Alondra tient à faire vivre ces techniques ancestrales qu’elle enseigne aujourd’hui à ses élèves. Elle utilise de nombreux matériaux pour réaliser ses lithographies : du cuivre, du bois, du sucre et de l’eau bouillante, du grillage ….
Ambiance de mort et de désert
Sa démarche est mise en valeur par les ambiances sonores de Pavel, un mexicain débarqué à Nantes il y a 3 ans après des études de cinéma à l’Université de Mexico, l’UNAM. Pavel a notamment capturé des sons dans le désert de Potosi, des appels au secours dans les prisons et mixés le tout avec un synthétiseur pour restituer tantôt la peur ressentie par les migrants, tantôt la douceur de l’espoir d’une meilleure vie.

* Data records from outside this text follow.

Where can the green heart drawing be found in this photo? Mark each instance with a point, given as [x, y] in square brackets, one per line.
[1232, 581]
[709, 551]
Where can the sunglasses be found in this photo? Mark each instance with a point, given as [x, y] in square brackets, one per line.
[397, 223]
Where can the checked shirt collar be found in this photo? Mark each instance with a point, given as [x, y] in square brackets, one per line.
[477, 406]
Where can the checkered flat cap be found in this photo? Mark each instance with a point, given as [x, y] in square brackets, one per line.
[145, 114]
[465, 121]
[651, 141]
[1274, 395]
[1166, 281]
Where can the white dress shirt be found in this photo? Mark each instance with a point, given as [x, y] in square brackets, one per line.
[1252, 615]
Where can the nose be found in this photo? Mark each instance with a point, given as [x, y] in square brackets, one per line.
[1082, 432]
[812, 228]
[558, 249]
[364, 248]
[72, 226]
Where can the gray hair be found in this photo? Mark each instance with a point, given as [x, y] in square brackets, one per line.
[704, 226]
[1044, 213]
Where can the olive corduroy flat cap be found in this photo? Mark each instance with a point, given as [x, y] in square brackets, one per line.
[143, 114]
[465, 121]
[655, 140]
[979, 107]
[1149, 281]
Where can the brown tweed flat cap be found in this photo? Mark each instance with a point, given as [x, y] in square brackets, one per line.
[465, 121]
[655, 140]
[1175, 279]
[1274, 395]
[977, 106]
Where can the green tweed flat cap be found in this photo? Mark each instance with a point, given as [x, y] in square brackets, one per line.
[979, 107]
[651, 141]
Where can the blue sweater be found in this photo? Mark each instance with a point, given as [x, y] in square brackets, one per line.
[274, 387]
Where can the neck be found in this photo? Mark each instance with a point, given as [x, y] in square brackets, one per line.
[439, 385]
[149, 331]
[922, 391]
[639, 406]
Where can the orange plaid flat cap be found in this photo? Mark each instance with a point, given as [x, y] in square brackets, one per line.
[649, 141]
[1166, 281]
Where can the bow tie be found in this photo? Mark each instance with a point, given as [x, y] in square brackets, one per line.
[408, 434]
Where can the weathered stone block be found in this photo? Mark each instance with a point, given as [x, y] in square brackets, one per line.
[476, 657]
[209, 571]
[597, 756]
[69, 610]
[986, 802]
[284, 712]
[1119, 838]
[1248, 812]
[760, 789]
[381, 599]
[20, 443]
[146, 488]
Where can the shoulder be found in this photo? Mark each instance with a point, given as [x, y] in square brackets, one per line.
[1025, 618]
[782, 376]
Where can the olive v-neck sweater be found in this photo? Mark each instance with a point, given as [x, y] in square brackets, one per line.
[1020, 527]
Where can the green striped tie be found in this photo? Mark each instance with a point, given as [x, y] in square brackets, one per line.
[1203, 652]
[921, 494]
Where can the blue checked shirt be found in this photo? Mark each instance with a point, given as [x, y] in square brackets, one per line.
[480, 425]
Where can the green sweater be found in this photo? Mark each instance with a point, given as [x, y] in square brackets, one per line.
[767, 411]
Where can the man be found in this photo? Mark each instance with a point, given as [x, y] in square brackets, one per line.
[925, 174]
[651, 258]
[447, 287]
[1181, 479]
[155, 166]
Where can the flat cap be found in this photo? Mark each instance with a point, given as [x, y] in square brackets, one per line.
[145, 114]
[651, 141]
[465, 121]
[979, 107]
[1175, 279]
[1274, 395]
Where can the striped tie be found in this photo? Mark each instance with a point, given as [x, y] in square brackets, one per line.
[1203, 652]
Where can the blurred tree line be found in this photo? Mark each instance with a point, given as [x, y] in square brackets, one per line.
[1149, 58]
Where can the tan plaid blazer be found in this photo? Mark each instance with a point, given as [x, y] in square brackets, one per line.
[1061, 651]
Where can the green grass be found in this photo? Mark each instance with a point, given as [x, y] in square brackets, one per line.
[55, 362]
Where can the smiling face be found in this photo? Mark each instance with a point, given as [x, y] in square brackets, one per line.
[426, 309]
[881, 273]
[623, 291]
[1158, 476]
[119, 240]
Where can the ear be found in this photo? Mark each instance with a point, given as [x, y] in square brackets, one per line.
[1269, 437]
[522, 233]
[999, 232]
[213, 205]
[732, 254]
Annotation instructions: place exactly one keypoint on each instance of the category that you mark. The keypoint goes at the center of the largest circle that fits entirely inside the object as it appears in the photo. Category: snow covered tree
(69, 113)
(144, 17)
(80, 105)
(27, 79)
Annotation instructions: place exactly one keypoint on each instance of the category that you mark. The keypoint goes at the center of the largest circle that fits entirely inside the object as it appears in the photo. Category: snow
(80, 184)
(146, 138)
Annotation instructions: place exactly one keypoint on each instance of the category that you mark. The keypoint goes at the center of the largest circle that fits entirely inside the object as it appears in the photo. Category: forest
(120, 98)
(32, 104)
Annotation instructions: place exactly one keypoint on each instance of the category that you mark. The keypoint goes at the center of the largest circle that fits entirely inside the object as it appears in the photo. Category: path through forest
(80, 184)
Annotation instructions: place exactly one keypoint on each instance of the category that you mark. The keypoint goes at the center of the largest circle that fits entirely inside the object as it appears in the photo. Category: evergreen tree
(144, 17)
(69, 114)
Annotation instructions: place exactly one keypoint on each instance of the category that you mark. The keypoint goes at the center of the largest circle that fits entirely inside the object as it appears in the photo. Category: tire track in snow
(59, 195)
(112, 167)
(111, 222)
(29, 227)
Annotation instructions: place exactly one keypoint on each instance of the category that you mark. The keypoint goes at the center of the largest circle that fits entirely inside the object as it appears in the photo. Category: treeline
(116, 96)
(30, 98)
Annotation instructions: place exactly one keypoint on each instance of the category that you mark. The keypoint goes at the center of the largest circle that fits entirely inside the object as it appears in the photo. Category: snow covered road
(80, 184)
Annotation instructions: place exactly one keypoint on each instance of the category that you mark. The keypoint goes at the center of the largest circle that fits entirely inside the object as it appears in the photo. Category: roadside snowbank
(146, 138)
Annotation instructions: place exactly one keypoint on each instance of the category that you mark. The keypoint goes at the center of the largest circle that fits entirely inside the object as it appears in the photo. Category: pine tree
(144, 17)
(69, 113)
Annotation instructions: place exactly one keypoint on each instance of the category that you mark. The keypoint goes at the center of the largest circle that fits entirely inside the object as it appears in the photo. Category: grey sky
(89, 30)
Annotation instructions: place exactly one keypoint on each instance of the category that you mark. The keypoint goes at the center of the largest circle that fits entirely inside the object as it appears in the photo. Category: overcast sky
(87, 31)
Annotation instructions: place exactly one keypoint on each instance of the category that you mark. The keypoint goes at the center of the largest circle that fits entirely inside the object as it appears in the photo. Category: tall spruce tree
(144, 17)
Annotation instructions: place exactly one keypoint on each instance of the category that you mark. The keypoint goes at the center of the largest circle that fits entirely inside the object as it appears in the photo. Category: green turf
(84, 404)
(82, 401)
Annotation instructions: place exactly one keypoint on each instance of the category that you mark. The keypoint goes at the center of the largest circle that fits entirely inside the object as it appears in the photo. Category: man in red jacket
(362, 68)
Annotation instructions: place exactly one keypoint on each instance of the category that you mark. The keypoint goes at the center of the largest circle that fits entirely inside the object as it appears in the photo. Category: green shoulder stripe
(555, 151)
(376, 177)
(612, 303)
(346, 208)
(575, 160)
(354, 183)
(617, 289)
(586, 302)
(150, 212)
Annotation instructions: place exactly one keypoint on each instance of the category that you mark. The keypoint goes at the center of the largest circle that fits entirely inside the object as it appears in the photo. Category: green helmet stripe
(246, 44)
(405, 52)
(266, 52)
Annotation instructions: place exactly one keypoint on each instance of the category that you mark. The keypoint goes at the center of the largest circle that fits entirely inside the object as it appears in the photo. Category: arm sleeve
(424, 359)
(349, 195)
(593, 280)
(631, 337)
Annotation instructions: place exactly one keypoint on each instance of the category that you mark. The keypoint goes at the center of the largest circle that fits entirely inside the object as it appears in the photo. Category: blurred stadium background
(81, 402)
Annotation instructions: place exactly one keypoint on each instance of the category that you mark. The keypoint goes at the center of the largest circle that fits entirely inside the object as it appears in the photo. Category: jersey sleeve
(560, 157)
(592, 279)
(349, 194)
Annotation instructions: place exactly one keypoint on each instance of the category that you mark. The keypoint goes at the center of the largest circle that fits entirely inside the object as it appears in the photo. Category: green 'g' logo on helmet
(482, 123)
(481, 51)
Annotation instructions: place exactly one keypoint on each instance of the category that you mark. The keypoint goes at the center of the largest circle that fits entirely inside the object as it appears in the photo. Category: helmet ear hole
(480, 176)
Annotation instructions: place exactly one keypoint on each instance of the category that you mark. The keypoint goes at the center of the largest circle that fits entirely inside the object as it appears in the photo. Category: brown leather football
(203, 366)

Sans oublier les décors fabriqués par Comal, l’association créée en 2006 à Nantes et qui regroupe 280 mexicains. Au pied des gravures montrant l’hostilité du désert, les organisateurs ont dressé un ruban de sable sur lequel sont jonchés des objets personnels abandonnés : des valises, des bijoux, des chaussures, des vêtements …. Et à l’étage, ils ont reconstitué, avec du grillage et des silhouettes de policiers, l’univers d’Ursula, un des centres de détention les plus redoutés des migrants. Ils y sont parqués dans des cages. Les parents sont séparés de leurs enfants.
«Ils sont ingénieux» fait remarquer Alondra en parlant des organisateurs. «J’avais peur d’ennuyer le public avec mes gravures. Mais là avec ces décors qui sont à 100% dans mon état d’esprit, ils donnent encore plus de force à mes œuvres».
Comal et la culture mexicaine
Pendant un mois, Cosmopolis va vivre à l’heure mexicaine avec des soirées karaoké, des concerts, des projections de films et des tables rondes. Faire connaître la culture mexicaine, c’est l’objectif de Comal depuis 2013.
«Avant que je ne prenne la présidence de l’association» explique Fernando Gonzales Villareal, un mexicain installé à Nantes depuis 10 ans, «la communauté était tournée vers elle-même. Les gens avaient besoin de se retrouver pour célébrer les fêtes du pays. Et maintenant, on essaye de partager nos traditions avec les nantais».
C’est ainsi qu’en 2018, Comal a organisé une exposition sur la fête des morts. L’association, qui porte le nom d’une poêle qui sert à cuisiner les tortillas, va également dans les écoles pour diffuser la culture mexicaine. Elle continue à accueillir les nouveaux arrivants et les aide dans leurs démarches administratives.
«Nous voulons rayonner mais en restant indépendants financièrement» tient à souligner Fernando qui travaille comme agent logistique à L’Odyssée, la salle culturelle d’Orvault.